Google has made available the Ice Cream Sandwich source code, Android 4.0.1, the version that powers the upcoming Galaxy Nexus smartphone built by Samsung. The source code contains all the previous Honeycomb releases but there are no corresponding tags because “we want everyone to focus on Ice Cream Sandwich”, said Jean-Baptiste Queru, a software engineer working on Android. Queru admits that Google cut some corners with the Honeycomb development and it was incomplete, and they do not want anybody to continue using Android 3.0 but rather move to 4.0.
Google and several manufacturers hurried up last spring to bring Android tablets to the market before Apple would announced iPad 2, in an attempt to take some of this very lucrative market. Later Google announced that they won’t make available the source code for Honeycomb until later this year, move that was considered by some as a step back from the openness initially promised. But Google has returned to their practice to release the source code around the time a new flagship device hits the market, calming down the fears that their Android policy might change. It looks like the problem was the quality of Honeycomb’s code rather than an interest in holding back the source code.

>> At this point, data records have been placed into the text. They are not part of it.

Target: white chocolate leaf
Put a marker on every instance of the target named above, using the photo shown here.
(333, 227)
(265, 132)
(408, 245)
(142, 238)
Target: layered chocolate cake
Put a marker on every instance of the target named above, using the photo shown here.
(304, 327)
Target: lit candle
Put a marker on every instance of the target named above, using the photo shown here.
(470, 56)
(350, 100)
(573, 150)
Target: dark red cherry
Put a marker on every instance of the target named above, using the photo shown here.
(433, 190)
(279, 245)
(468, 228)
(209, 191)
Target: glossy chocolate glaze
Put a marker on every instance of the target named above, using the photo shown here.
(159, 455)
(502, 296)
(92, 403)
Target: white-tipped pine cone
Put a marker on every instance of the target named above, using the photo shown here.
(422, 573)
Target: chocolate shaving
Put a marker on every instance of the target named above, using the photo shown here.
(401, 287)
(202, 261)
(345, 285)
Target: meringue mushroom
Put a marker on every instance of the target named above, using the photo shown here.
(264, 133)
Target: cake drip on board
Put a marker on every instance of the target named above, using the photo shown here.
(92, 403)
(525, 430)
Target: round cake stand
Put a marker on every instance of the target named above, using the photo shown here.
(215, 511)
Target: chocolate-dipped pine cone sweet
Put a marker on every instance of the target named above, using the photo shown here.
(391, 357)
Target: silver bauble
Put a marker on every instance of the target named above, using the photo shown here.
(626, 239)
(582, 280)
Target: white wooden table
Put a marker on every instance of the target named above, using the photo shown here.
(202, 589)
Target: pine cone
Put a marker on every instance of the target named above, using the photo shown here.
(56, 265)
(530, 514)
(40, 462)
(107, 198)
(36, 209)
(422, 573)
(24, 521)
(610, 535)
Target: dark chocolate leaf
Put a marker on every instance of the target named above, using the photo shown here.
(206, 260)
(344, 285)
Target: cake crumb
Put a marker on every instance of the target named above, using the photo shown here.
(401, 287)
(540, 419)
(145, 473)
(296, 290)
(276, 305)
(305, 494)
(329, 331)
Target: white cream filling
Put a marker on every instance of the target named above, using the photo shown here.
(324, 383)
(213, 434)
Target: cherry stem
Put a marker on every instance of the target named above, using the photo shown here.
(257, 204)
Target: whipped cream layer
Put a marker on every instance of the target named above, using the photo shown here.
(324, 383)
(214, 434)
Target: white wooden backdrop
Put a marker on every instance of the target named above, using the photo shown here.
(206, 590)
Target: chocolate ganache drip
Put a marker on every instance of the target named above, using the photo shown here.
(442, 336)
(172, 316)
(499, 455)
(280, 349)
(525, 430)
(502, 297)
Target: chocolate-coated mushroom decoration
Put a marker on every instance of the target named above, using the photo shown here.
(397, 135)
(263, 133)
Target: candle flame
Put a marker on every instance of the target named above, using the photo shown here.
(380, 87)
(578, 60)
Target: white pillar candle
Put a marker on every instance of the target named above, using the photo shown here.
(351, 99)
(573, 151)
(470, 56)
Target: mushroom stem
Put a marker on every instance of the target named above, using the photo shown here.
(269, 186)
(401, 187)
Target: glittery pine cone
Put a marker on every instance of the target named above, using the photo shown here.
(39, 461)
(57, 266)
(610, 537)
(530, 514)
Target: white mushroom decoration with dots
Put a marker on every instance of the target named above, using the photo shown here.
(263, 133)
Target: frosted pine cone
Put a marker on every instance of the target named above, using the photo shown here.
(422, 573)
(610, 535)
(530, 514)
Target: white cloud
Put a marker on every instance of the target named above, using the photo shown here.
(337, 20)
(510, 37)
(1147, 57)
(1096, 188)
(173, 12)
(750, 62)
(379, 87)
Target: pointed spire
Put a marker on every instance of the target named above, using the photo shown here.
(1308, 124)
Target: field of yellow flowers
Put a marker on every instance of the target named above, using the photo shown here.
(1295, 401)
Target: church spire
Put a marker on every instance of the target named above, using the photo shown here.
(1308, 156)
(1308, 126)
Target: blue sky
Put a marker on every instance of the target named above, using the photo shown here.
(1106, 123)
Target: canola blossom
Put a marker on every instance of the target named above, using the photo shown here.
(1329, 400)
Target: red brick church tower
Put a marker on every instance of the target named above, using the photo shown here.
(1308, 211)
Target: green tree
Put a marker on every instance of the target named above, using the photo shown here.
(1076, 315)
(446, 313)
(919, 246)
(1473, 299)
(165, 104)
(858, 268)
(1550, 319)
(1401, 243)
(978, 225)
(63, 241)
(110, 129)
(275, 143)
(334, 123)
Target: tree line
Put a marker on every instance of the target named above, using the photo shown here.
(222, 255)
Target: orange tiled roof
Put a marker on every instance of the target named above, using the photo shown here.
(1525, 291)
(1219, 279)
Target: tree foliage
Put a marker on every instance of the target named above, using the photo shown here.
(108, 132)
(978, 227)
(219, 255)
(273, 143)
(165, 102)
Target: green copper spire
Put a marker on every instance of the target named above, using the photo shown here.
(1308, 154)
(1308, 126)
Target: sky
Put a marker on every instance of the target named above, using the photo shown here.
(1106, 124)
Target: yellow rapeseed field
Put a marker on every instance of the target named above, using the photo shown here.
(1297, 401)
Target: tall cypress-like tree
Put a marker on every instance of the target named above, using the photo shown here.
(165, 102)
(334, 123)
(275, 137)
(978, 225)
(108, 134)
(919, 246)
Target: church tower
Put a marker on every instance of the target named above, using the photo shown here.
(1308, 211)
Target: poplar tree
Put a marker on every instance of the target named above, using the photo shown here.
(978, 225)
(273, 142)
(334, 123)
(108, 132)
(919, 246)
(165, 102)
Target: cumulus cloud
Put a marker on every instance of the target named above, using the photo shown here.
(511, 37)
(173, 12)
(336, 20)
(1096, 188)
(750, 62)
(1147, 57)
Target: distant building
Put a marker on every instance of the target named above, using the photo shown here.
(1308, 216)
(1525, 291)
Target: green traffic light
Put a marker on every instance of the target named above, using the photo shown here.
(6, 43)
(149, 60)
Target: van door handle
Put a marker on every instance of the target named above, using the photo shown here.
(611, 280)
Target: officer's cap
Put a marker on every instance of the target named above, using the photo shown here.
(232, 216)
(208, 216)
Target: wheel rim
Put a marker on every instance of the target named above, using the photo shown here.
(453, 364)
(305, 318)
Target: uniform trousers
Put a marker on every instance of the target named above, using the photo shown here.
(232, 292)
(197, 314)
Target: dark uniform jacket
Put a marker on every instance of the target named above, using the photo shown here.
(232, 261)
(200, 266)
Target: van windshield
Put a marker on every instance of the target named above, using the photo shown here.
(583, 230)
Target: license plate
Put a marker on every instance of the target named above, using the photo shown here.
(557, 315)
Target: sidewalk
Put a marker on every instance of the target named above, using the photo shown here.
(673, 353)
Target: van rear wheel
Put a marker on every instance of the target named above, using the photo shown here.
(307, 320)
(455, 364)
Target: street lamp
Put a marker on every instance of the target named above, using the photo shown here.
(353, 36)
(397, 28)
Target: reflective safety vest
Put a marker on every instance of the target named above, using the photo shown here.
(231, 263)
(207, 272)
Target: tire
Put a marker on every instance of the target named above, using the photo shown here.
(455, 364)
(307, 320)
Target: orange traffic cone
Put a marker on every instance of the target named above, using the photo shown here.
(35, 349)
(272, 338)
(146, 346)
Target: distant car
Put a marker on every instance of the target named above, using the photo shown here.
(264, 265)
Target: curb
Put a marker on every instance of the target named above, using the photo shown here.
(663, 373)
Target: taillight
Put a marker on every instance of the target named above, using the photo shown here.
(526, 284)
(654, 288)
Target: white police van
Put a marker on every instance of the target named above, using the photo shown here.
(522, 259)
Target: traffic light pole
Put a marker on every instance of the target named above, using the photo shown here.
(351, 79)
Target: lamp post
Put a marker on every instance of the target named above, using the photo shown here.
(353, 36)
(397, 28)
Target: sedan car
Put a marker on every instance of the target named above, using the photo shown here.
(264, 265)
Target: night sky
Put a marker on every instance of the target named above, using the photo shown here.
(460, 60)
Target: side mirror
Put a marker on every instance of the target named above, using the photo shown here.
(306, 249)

Google has also made available a new version of the Native Development Kit, a set of tools allowing developers to write performance critical portions of their applications in C or C++. NDK r7 adds support for Android API 4.0 (level 14) including low-level multimedia streaming based on Khronos OpenMAX AL 1.0.1, and audio decoding to PCM format based on Khronos OpenSL ES.
An experimental feature enables builds on Windows without using Cygwin. The Release Notes detail all the improvements and bug fixes coming in NDK r7.